Johnson routinely gave the team the weekend off. Two days. That was it. Barry Switzer followed with the same routine. Chan Gailey was a tad more compassionate. He would give the players three days off (Friday-Sunday).

Dave Campo followed suit, three days off, Friday through Sunday, as did Wade Phillips.

But Bill was a different story, and guessing because of coaches like Parcells, the Players Association demanded conformity in the new CBA when dealing with the bye week. Speaking of guessing, that's what Parcells kept the players doing - guessing if they would have a day off or not, and if they did when those would come. That 2003 season, Parcells tried to insure his players didn't leave town - or if they did, not for long - by practicing on Saturday, and not telling them if they had Sunday and/or Monday off until Saturday's practice was completed.
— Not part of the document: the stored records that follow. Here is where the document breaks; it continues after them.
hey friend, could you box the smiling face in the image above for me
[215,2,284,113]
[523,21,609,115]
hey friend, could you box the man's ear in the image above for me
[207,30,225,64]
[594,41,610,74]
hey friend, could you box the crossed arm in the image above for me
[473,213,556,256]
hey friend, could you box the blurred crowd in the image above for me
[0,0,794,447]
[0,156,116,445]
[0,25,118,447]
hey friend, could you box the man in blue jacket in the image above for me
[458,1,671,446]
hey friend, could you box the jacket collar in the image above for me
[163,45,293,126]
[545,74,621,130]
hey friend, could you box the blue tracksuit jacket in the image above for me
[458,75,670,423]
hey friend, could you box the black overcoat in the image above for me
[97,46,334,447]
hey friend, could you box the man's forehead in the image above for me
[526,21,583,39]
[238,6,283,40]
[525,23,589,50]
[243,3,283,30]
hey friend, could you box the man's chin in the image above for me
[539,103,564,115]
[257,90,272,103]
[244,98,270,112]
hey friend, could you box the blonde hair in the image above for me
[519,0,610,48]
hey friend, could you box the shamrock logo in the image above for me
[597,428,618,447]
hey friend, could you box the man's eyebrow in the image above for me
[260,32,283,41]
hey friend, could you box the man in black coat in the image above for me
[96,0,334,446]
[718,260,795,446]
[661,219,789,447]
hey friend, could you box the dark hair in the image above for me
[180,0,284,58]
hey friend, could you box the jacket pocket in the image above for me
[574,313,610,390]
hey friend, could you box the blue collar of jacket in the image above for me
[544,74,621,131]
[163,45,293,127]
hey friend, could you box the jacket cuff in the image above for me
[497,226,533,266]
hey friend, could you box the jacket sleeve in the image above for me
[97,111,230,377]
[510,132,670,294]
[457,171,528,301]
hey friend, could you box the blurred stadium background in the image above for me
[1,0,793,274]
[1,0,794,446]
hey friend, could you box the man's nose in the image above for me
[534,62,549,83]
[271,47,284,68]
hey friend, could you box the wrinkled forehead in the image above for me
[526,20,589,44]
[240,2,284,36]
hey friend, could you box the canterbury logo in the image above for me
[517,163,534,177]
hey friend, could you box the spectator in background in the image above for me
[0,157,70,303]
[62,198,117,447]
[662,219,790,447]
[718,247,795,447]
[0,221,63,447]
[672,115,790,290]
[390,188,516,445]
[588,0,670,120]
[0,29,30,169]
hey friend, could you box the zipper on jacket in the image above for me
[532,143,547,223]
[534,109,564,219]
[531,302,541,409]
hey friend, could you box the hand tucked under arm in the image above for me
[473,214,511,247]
He did give them Sunday and Monday off, but even that small reprieve came with a message: Don't go anywhere.

"He said, 'Don't go out of town,'" running back Aveion Cason said at the time. "Don't leave town."
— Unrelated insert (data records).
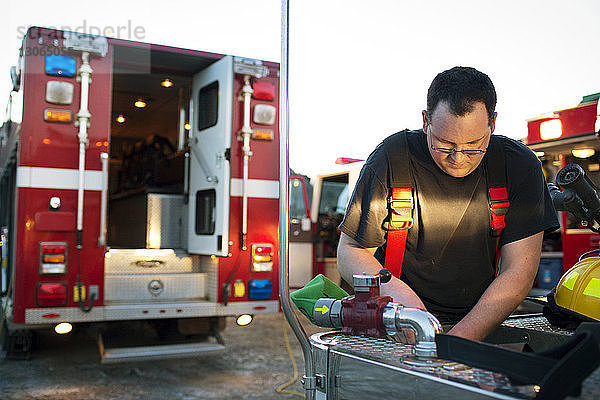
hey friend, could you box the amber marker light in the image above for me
[134,99,147,108]
[44,108,72,123]
[184,123,191,130]
[161,78,173,88]
[252,128,274,141]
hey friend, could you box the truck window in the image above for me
[290,178,307,221]
[195,189,216,235]
[319,180,348,215]
[197,81,219,131]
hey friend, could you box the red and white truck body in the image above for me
[0,27,281,358]
[526,94,600,276]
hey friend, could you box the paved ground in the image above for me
[0,312,325,400]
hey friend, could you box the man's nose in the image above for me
[449,149,465,162]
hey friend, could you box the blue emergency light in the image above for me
[45,55,76,77]
[248,279,272,300]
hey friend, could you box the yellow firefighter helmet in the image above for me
[553,255,600,322]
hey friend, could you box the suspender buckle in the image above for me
[388,188,414,230]
[489,188,509,237]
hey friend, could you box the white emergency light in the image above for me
[540,119,562,140]
[45,81,74,105]
[253,104,276,125]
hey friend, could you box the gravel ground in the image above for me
[0,312,325,400]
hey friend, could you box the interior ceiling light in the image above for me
[116,114,125,123]
[572,148,595,158]
[134,99,147,108]
[161,78,173,88]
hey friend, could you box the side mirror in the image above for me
[10,66,20,92]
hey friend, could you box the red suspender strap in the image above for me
[384,187,414,278]
[489,187,509,275]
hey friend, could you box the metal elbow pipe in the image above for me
[383,303,442,358]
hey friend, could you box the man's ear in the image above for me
[422,110,429,132]
[490,112,498,133]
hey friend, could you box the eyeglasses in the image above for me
[427,123,489,156]
[430,144,487,156]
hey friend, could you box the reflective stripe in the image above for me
[16,168,279,198]
[16,166,103,191]
[562,271,580,291]
[230,178,279,199]
[583,278,600,299]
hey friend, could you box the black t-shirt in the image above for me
[339,130,559,324]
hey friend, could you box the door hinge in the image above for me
[224,148,231,162]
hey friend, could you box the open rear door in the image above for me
[187,56,233,255]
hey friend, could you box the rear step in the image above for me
[97,333,225,364]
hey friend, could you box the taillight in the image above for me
[40,242,67,274]
[36,282,67,307]
[251,243,273,272]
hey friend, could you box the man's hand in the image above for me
[337,232,426,309]
[447,231,544,341]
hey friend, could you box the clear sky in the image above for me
[2,0,600,177]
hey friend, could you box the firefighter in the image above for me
[337,66,559,341]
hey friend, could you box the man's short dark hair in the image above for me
[426,66,497,126]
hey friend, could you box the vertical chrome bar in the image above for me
[97,152,109,247]
[76,51,92,237]
[241,75,254,251]
[279,1,316,399]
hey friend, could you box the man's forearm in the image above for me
[448,232,543,341]
[447,268,532,340]
[337,233,425,309]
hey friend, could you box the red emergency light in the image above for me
[252,81,275,101]
[335,157,364,165]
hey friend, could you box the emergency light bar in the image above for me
[335,157,364,165]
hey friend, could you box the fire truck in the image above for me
[526,93,600,284]
[0,27,281,362]
[288,159,364,289]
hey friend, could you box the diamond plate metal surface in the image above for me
[314,332,527,397]
[104,273,206,302]
[501,316,572,335]
[105,249,200,274]
[311,316,600,400]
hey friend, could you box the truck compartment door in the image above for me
[187,56,233,256]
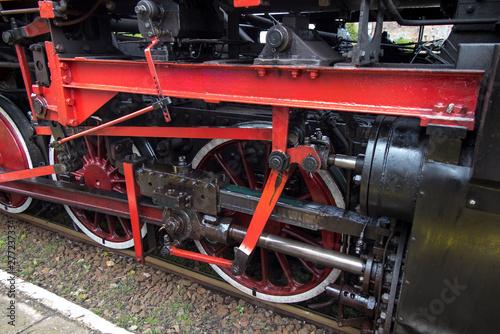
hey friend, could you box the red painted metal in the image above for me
[39,42,117,126]
[0,110,32,209]
[35,126,52,136]
[34,125,272,141]
[49,55,482,129]
[23,17,50,37]
[123,162,145,264]
[272,106,290,152]
[14,45,35,119]
[57,104,155,145]
[169,247,232,268]
[238,169,290,258]
[0,176,163,223]
[233,0,261,7]
[0,165,55,183]
[288,146,323,173]
[144,37,171,122]
[237,106,291,259]
[38,0,55,18]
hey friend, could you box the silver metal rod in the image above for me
[229,225,365,275]
[331,154,358,170]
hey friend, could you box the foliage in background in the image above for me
[345,23,358,41]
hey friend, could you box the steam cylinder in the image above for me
[360,116,428,221]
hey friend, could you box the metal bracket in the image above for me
[145,37,171,122]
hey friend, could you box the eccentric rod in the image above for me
[229,225,365,275]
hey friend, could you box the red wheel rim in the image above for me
[196,139,342,299]
[0,110,31,210]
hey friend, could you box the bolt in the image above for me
[55,44,65,53]
[145,22,151,28]
[65,98,75,106]
[30,93,37,99]
[68,119,78,127]
[445,103,455,114]
[135,5,147,14]
[380,312,387,320]
[433,103,446,113]
[2,31,12,44]
[382,293,390,303]
[309,70,319,79]
[59,62,69,70]
[105,1,116,10]
[468,199,476,206]
[466,5,475,13]
[257,69,267,77]
[62,75,71,84]
[302,155,319,173]
[353,174,362,185]
[290,70,300,78]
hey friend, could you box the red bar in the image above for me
[37,126,273,141]
[58,104,155,144]
[170,247,232,268]
[272,106,290,152]
[14,45,35,120]
[233,0,261,7]
[0,165,55,183]
[0,176,163,223]
[238,106,291,258]
[123,163,144,264]
[36,126,52,135]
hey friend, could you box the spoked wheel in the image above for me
[49,135,149,249]
[193,122,345,303]
[0,96,44,213]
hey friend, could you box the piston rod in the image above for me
[229,225,365,275]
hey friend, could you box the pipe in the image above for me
[0,8,39,16]
[382,0,500,26]
[229,225,365,275]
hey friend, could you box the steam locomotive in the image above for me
[0,0,498,333]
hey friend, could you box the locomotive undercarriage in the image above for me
[0,0,499,333]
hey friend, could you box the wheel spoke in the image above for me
[213,150,245,187]
[237,141,257,189]
[275,252,296,288]
[260,248,270,286]
[117,217,133,237]
[84,136,97,160]
[92,212,102,231]
[282,225,321,246]
[298,258,322,278]
[106,216,117,237]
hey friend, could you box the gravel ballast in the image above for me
[0,212,334,334]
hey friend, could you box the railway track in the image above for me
[3,211,358,334]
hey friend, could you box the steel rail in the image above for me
[1,211,359,334]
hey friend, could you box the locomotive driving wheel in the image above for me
[49,136,148,249]
[193,122,345,303]
[0,96,43,213]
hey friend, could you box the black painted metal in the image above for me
[395,161,500,334]
[360,117,427,221]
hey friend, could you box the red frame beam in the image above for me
[37,126,272,141]
[45,55,483,129]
Even if the players didn't heed his advice, any such trip would be an expensive one. Ever try booking airfare the day before going somewhere? Ouch!

But those now are days gone by. So is any such message.
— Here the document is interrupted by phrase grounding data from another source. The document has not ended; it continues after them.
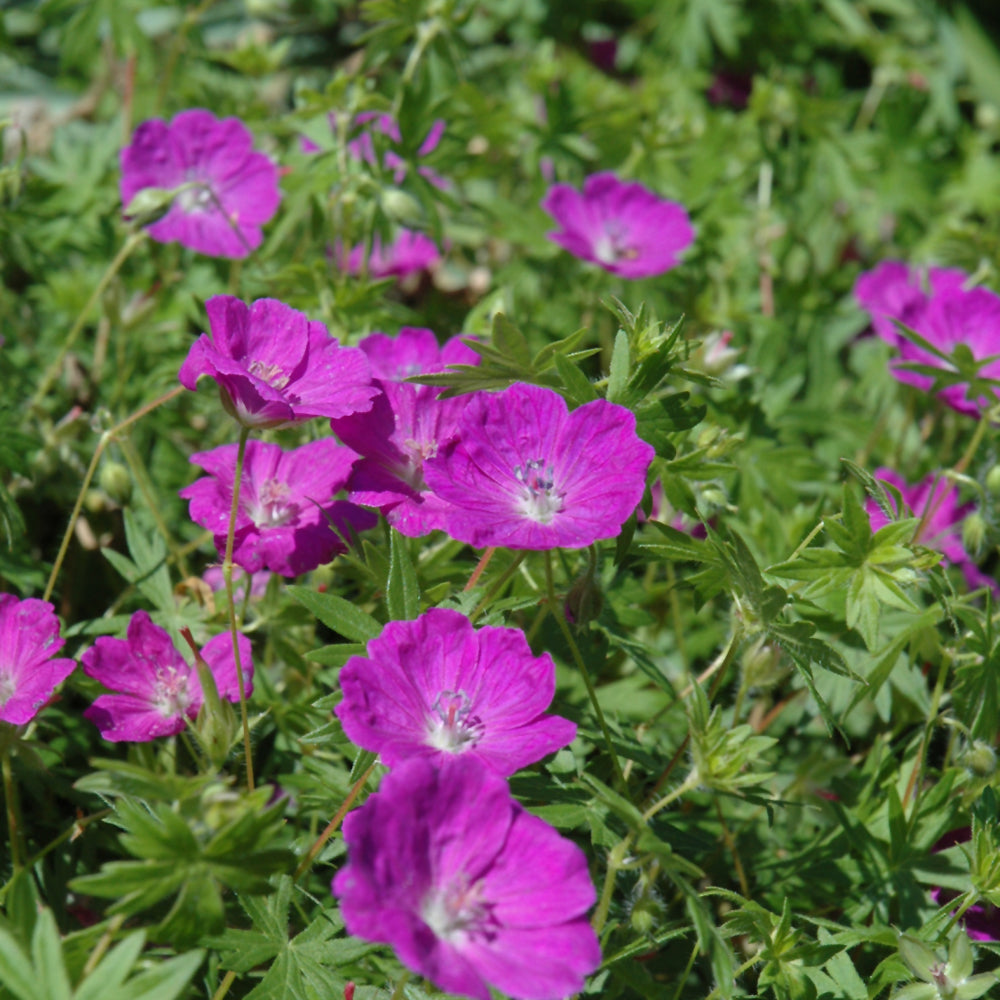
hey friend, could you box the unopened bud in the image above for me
[741,638,787,690]
[963,512,987,558]
[629,894,660,935]
[380,187,422,225]
[122,186,176,227]
[986,465,1000,497]
[963,741,997,778]
[99,461,133,506]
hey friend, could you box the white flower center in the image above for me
[514,459,563,524]
[247,360,291,391]
[177,180,216,213]
[0,672,14,707]
[151,667,192,718]
[425,689,485,753]
[249,478,298,529]
[421,876,494,942]
[594,220,639,264]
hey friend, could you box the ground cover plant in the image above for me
[6,0,1000,997]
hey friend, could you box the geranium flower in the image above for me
[180,438,376,578]
[331,327,479,536]
[336,607,576,775]
[854,260,967,345]
[0,596,76,726]
[541,172,694,279]
[339,229,442,281]
[120,109,280,258]
[333,756,601,1000]
[892,286,1000,416]
[81,611,251,742]
[423,382,655,550]
[930,828,1000,942]
[178,296,377,429]
[348,112,447,188]
[866,468,993,590]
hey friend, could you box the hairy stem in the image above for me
[223,426,254,791]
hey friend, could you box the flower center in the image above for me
[250,479,299,528]
[594,220,639,264]
[421,875,496,943]
[177,179,216,213]
[0,672,14,708]
[247,359,291,391]
[514,459,563,524]
[151,667,192,719]
[426,689,485,753]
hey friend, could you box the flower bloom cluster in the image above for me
[121,110,280,258]
[542,172,694,279]
[334,608,599,998]
[865,468,993,591]
[0,596,76,726]
[331,327,479,536]
[81,611,252,742]
[854,261,1000,415]
[338,229,441,281]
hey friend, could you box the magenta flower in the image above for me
[930,828,1000,941]
[854,260,967,345]
[202,566,271,601]
[339,229,442,281]
[424,383,655,550]
[0,596,75,726]
[541,172,694,279]
[333,756,601,1000]
[892,286,1000,415]
[180,438,376,578]
[867,468,992,590]
[81,611,251,742]
[120,109,280,258]
[336,608,575,775]
[178,296,377,429]
[331,328,479,536]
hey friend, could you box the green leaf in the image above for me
[386,529,420,620]
[287,586,382,642]
[31,909,71,1000]
[553,351,599,405]
[606,329,631,404]
[0,924,35,1000]
[73,932,146,1000]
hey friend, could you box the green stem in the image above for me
[223,426,254,791]
[545,551,628,794]
[592,835,633,937]
[390,971,412,1000]
[211,970,237,1000]
[2,751,23,870]
[468,551,528,622]
[293,760,378,881]
[954,409,991,476]
[903,651,951,822]
[642,772,699,823]
[31,230,148,412]
[42,385,185,603]
[464,547,496,591]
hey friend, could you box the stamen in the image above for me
[514,459,563,524]
[247,359,291,391]
[426,689,485,752]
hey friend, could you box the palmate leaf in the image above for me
[209,876,378,1000]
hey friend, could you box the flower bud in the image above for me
[380,187,422,225]
[741,638,787,690]
[122,186,176,227]
[962,741,997,778]
[962,513,988,558]
[986,465,1000,497]
[629,893,660,936]
[99,460,133,506]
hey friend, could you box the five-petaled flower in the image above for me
[0,596,76,726]
[178,295,377,429]
[541,172,694,279]
[180,438,376,578]
[866,467,994,591]
[333,756,601,1000]
[336,607,576,775]
[854,260,967,346]
[331,327,479,536]
[120,109,281,258]
[81,610,251,742]
[339,229,442,281]
[424,382,654,549]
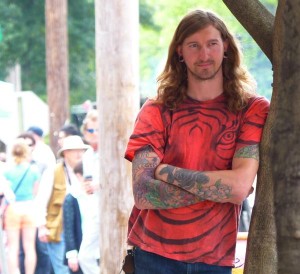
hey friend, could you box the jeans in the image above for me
[134,247,232,274]
[35,235,54,274]
[47,237,69,274]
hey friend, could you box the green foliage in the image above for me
[0,1,46,98]
[0,0,277,107]
[0,0,96,104]
[139,0,161,30]
[68,0,96,105]
[0,26,3,42]
[139,0,277,100]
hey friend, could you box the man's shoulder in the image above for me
[33,142,56,164]
[248,95,270,107]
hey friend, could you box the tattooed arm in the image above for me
[155,145,259,205]
[132,145,203,209]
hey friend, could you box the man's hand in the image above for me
[38,225,50,242]
[83,178,99,194]
[68,257,80,272]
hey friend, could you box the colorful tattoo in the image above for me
[159,166,232,202]
[234,144,259,161]
[132,146,201,209]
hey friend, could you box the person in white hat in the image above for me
[35,136,89,274]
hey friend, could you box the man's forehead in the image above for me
[185,25,222,41]
[86,120,98,126]
[64,149,85,153]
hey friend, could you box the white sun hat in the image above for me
[57,135,90,157]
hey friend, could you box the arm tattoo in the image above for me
[158,166,232,202]
[132,146,201,209]
[234,144,259,161]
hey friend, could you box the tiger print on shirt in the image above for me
[125,94,269,266]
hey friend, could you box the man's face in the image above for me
[83,119,99,149]
[58,131,67,148]
[63,149,85,168]
[177,25,228,81]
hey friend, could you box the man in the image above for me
[81,109,99,184]
[36,135,89,274]
[76,109,100,274]
[124,9,269,274]
[57,124,81,149]
[27,126,56,174]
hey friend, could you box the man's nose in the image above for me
[198,46,210,60]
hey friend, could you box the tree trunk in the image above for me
[272,1,300,273]
[243,0,287,270]
[45,0,69,154]
[222,1,279,273]
[95,0,139,273]
[222,0,274,62]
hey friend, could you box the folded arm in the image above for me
[132,145,258,209]
[155,145,259,205]
[132,146,203,209]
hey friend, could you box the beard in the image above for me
[187,61,223,81]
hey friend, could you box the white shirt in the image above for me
[35,161,79,226]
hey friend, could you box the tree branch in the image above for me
[223,0,274,63]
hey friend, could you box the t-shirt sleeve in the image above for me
[236,96,270,151]
[125,100,166,162]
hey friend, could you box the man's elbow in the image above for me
[133,197,154,210]
[133,197,143,210]
[133,191,156,210]
[230,184,254,205]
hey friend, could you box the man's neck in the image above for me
[187,73,224,101]
[64,160,75,170]
[91,143,98,152]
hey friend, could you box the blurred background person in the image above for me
[17,132,36,162]
[17,131,54,274]
[27,126,56,174]
[63,160,100,274]
[79,109,100,273]
[36,136,89,274]
[57,124,81,149]
[62,160,84,274]
[3,138,40,274]
[0,152,7,163]
[81,109,99,193]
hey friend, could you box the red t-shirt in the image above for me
[125,94,269,266]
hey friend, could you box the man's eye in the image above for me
[208,42,218,47]
[189,43,198,48]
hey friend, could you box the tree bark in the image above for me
[223,0,274,62]
[45,0,69,154]
[243,0,287,271]
[223,1,279,273]
[95,0,139,273]
[272,1,300,273]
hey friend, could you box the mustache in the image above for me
[194,60,214,65]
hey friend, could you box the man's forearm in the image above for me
[155,145,259,204]
[133,175,203,209]
[156,165,233,203]
[132,146,202,209]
That is something with which Garrett must deal, and he likely looks at these days off a little differently now as a head coach than he did during his playing days. No coach likes to lose touch with his players in the middle of the season. But there also is another decision: How to practice not only during the bye, which the Cowboys were planning to do Tuesday and Wednesday, but also when the players return on the 10th?

"We'll probably get back into our normal routine, based on how our roster is at that time," Garrett said prior to the Detroit game of using a couple of the allowed pad practices they did not during the short week following the Monday night game. "We'll try to accommodate the schedule and also the injuries we've had over the past couple of weeks and maybe have different kinds of practices than we normally would have."

And that's certainly possible with the four consecutive days off the Cowboys players were expected to enjoy the end of this week, an important aspect for the NFLPA while negotiating the new CBA this summer.

"This allows us to totally get away, and come back refreshed," says Cowboys tight end Jason Witten, also the team's player-rep. "Just to get a consistent four days off. We wanted that clear with the language (in the CBA). That was a focal point of it."

So now, no matter who the head coach is, and no matter if the record is 3-1 or 2-2 following Sunday's Detroit game, the Cowboys will get their four consecutive days off and report back to work on Monday.

After all, rules are rules.

Bye the Numbers

- Over the last 17 seasons, ever since 1994 when the NFL consistently played a 16-game schedule over 17 weeks with just one bye included, the Cowboys have posted a 98-89 record after the bye, which has landed anywhere from the third week of the season (three times) to the 10th week of the season (twice).
- Only three times have the Cowboys gone into the bye with a winning record and finished with a losing mark over the remaining games following the bye. That would have taken place in 1997, the Cowboys 2-1 going into the bye and then 4-9 over the final 13 games after the bye; again in 1999, starting off 2-0 going into the bye, then, after losing Michael Irvin for the season - and his career - in Game 4, ending up 6-8 in the final 14 games of Gailey's coaching career with the Cowboys after the bye; and the third in 2004, the Cowboys 2-1 heading into the bye and 4-9 afterward.

- The opposite has occurred only once, the Cowboys in 1996 only 2-3 in those first five games with Irvin serving his five-game suspension for conduct detrimental to the league and then going 8-3 after the bye.
- Two other times the Cowboys were no more than a .500 team heading into the bye, both times just 1-1, yet went 9-5 over the final 14 games in 2003 and then 8-6 after the 2006 bye.
- The Cowboys are 6-2 over the past eight games after the bye.

- In the 22 games immediately following all byes, including the two spliced into the 1993 season, the Cowboys own a 15-7 record.